Kapitel 5

28 1 0
                                    

Er erwartete sie im Wohnzimmer. Naja, 'Wohnzimmer' war gut. Der Raum war riesig. Aber was sollte man auf einer Burg schon erwarten?

"Morgen." Kyra hob grüßend die Hand.

Er erwiderte den Gruß mit einem Nicken und beließ es dabei, demonstrativ aus dem Fenster in die stockfinstere Nacht hinauszublicken. "Du kommst spät."

"Hab verschlafen."

"Soll ich dich nächstes mal wecken?"

Sie schüttelte den Kopf. "Nein, danke. Also, können wir weitermachen?"

Alucard lächelte sanft. Dieser Tatendrang erinnerte ihn immer an ihn. Seinen ältesten. Seinen erstgeborenen Sohn Mihnea. "Natürlich, hast du noch den Satzaufbau im Kopf?"

Die Stunde begann so wie schon die vergangene Woche. Ihre Fortschritte waren enorm.

Irgendwann wurde es ihr aber zu viel und sie fragte: "Cend trebuie să ne întoarcem?" (Wann müssen wir zurück?)

"'Când' nicht 'cend'", verbesserte er sie. "Atâta timp cât este nevoie." (Solange es eben dauert.)

"Solange es halt dauert mich zu sozialisieren, oder was?", fragte sie wieder auf Englisch und etwas genervt.

"Das hast jetzt niemand anderes als du gesagt, Liebes. Und nein, es geht eher darum, wann du stark genug bist und ... Befehlen gehorchst."

"Befehlen? Welchen Befehlen? Deinen?
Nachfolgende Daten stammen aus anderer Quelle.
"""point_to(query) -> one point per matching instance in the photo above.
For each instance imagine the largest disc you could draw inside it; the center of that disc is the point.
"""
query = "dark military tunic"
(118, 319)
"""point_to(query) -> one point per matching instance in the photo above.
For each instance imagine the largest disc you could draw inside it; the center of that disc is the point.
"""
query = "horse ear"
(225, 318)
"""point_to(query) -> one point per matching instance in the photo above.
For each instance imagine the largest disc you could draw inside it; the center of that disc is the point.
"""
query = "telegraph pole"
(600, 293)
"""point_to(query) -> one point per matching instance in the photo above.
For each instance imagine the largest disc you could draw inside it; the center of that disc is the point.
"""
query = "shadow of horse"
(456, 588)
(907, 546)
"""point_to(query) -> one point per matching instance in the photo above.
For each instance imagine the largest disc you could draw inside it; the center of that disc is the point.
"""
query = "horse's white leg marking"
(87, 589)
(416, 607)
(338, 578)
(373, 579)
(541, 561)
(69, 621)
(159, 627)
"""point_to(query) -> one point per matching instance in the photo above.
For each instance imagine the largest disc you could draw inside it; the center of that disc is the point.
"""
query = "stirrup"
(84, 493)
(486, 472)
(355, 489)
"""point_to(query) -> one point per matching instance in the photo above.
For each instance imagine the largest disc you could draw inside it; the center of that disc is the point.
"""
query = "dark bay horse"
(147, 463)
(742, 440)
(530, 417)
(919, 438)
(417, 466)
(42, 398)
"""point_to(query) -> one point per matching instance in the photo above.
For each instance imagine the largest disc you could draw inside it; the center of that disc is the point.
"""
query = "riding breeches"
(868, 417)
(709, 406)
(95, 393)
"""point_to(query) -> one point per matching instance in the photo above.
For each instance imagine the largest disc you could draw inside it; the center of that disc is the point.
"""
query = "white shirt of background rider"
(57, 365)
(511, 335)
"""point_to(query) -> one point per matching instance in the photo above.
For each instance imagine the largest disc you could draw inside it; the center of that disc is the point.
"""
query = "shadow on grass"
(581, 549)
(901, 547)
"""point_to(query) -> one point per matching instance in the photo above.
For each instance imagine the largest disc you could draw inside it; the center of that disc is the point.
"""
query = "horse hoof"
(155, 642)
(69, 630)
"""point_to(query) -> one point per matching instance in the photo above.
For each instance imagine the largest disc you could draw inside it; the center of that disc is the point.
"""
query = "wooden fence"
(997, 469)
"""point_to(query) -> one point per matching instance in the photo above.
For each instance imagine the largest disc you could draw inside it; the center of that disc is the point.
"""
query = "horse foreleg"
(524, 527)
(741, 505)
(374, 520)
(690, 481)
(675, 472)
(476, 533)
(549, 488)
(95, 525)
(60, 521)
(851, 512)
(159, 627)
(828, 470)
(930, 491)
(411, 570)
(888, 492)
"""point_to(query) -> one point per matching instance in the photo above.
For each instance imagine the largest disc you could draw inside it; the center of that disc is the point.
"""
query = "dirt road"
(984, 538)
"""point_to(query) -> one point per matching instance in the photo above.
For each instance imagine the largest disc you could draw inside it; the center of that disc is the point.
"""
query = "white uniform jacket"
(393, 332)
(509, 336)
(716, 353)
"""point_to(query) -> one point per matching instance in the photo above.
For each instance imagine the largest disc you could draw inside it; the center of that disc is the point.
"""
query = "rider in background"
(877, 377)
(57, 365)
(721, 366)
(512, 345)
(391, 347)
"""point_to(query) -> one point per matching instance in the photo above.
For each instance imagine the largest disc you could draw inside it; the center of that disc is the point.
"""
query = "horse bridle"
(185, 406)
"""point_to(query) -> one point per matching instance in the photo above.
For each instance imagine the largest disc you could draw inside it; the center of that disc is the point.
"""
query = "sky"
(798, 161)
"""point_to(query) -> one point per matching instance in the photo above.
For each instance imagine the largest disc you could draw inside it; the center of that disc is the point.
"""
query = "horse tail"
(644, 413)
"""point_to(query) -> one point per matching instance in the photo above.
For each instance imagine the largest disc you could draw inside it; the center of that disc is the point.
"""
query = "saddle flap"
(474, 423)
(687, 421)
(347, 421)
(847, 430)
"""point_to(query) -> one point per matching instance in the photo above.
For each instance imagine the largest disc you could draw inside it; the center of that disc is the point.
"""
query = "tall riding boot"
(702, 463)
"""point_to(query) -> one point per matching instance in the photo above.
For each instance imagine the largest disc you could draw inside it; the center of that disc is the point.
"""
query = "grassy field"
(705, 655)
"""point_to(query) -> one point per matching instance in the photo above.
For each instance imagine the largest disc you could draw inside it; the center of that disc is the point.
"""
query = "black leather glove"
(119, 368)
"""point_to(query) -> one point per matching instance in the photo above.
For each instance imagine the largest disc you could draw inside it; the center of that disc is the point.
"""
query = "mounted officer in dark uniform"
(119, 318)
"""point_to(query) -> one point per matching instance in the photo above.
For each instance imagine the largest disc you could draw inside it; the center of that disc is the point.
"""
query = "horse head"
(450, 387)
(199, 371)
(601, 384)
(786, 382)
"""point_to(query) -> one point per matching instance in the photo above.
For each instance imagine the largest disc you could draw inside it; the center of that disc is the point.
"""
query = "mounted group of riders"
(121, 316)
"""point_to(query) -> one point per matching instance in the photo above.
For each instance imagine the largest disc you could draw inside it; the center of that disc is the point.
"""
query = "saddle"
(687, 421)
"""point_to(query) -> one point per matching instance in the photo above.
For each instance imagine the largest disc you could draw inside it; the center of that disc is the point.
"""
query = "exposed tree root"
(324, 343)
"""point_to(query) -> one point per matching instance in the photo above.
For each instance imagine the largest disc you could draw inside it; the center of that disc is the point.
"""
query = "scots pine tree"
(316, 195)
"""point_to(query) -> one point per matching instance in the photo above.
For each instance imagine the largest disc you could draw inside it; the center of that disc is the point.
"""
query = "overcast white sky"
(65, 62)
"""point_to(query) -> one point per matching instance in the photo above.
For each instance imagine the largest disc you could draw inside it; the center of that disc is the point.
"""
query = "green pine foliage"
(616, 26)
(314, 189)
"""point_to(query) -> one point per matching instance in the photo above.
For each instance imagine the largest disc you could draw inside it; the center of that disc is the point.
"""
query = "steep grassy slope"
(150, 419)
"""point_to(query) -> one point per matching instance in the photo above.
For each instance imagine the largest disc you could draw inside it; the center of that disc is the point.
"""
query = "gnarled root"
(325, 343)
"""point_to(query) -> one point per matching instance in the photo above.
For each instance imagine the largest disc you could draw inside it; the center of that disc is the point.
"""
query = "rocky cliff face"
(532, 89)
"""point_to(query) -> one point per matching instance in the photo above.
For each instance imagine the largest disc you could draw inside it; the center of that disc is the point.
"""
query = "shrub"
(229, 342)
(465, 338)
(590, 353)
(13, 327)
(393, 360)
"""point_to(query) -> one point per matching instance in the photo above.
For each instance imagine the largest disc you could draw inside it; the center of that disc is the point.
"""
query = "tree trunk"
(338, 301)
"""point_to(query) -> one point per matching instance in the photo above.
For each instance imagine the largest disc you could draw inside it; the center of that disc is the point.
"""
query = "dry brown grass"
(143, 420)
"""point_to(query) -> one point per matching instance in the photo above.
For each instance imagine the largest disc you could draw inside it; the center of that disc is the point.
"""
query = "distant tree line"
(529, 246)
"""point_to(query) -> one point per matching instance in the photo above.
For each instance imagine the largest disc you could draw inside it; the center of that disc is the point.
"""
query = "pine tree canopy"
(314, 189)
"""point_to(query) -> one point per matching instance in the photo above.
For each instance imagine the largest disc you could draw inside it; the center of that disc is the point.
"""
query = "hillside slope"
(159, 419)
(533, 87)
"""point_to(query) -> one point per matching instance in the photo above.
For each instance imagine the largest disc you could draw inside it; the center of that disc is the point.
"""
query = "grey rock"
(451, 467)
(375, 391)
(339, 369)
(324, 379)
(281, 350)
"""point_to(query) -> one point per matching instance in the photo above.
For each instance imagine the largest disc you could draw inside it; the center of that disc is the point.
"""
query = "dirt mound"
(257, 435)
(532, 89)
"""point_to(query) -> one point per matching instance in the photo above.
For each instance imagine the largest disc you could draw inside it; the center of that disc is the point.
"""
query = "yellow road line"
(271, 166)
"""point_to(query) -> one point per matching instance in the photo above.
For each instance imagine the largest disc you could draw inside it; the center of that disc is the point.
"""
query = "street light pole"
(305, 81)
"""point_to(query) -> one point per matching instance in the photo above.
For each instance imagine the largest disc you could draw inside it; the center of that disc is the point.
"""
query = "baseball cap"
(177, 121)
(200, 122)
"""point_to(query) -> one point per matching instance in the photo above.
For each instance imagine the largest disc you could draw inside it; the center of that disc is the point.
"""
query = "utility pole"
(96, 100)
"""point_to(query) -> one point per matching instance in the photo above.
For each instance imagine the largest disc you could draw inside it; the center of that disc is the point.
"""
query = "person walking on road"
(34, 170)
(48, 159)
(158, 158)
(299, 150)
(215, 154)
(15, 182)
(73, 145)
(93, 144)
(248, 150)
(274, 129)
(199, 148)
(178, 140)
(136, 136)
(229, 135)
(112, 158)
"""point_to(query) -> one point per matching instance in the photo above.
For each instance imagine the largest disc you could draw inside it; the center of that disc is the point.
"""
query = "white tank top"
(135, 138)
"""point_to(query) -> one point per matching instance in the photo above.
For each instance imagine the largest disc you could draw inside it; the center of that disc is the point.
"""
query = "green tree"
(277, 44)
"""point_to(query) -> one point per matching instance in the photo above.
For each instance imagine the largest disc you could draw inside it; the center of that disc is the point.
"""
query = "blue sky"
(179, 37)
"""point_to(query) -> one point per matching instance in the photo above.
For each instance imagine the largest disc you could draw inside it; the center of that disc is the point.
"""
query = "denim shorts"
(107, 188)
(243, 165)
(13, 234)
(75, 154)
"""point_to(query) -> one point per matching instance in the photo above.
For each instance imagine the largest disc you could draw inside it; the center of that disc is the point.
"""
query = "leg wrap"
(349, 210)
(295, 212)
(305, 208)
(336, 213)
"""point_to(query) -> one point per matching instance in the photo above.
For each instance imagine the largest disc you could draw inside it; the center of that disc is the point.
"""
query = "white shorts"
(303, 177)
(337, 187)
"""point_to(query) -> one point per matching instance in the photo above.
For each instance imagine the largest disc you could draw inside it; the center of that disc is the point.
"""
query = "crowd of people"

Du bist ein Sklave!"

Das hätte sie nicht sagen sollen und sobald sie den Satz zu Ende gesprochen hatte, biss sie sich auch schon auf die Zunge. Verdammt, das war ein Vampir, sie sollt vorsichtiger sein.

Der König schaute sie an. Seine Augen waren hinter der Sonnenbrille versteckt und sie konnte sich nur ausmalen, was er dachte. Dann knurrte er und stürzte sich auf sie. Er drückte sie an die Wand und umschloss ihren Hals mit seiner großen, abgemagerten Hand, die in den weißen, groben Handschuhen steckten, was die Berührung auch nicht angenehmer machte. "Wie kannst du es wagen!", fuhr er sie an. "Du bist ein kleines dahergelaufenes Kind, das sich nicht mehr in der Welt wünscht als endlich eine Freundschaft mit jemandem aufzubauen und akzeptiert zu werden, trotz deiner Macken. Weißt du was? Du bist erbärmlich! Du rollst dich im Schlaf zusammen, da dir sonst einsam wird. Deine Träume drehen sich um Personen, die es nie gab oder geben wird, die Dinge tun, die niemand jemals tun würde. Denkst du wirklich, irgendjemand wird dich akzeptieren, nachdem er gesehen hat, wie du jemanden verprügelst, jemanden tötest nur weil er dich angefasst hat? Du bist ein Psycho. Sieh es ein, niemand wird dich je lieben!"

Ihr stiegen Tränen in die Augen. Der Griff um ihren Hals war eng, aber nicht zu eng als dass sie um Luft ringen müsste. "Du bist der Psycho", brachte sie unter Schluchzen hervor.

"Wie bitte? Kleines, was du redest ist Unsinn. Vampire sind Monster. Ich bin ein Monster. Du bist ein Mensch, du lebst, verstehst du? Menschen sind keine Monster, Menschen sind zu weit schlimmerem fähig. Sie foltern, schänden, töten und das alles im Namen von Gott. Und Gott tut nichts, er blinzelt nicht einmal, wenn ein Säugling auf einen Pfahl aufgespießt wird, ein Kind geschändet oder einer Frau unbeschreibliche Dinge angetan werden. Das sind Menschen. Menschen sind Psychos, die wahren Monster. Und, was bist du ein Mensch, oder? Das bedeutet du hast das Potenzial noch so viel schlimmer zu werden."

Er ließ von ihr ab und sie knickte ein wie ein Blumenstängel und weinte sie ohne Halt. "Ich weiß, das Menschen schrecklich sind. Ich habe gelesen, was Menschen getan haben und immer noch tun. Und zu ihnen zu zählen ertrage ich nicht! Ein Vampir zu werden, stelle ich mir auch nicht besser vor, aber ich weiß nicht warum, aber ich würde eher das Leben als Monster wählen, als weiter als Mensch zu leben!"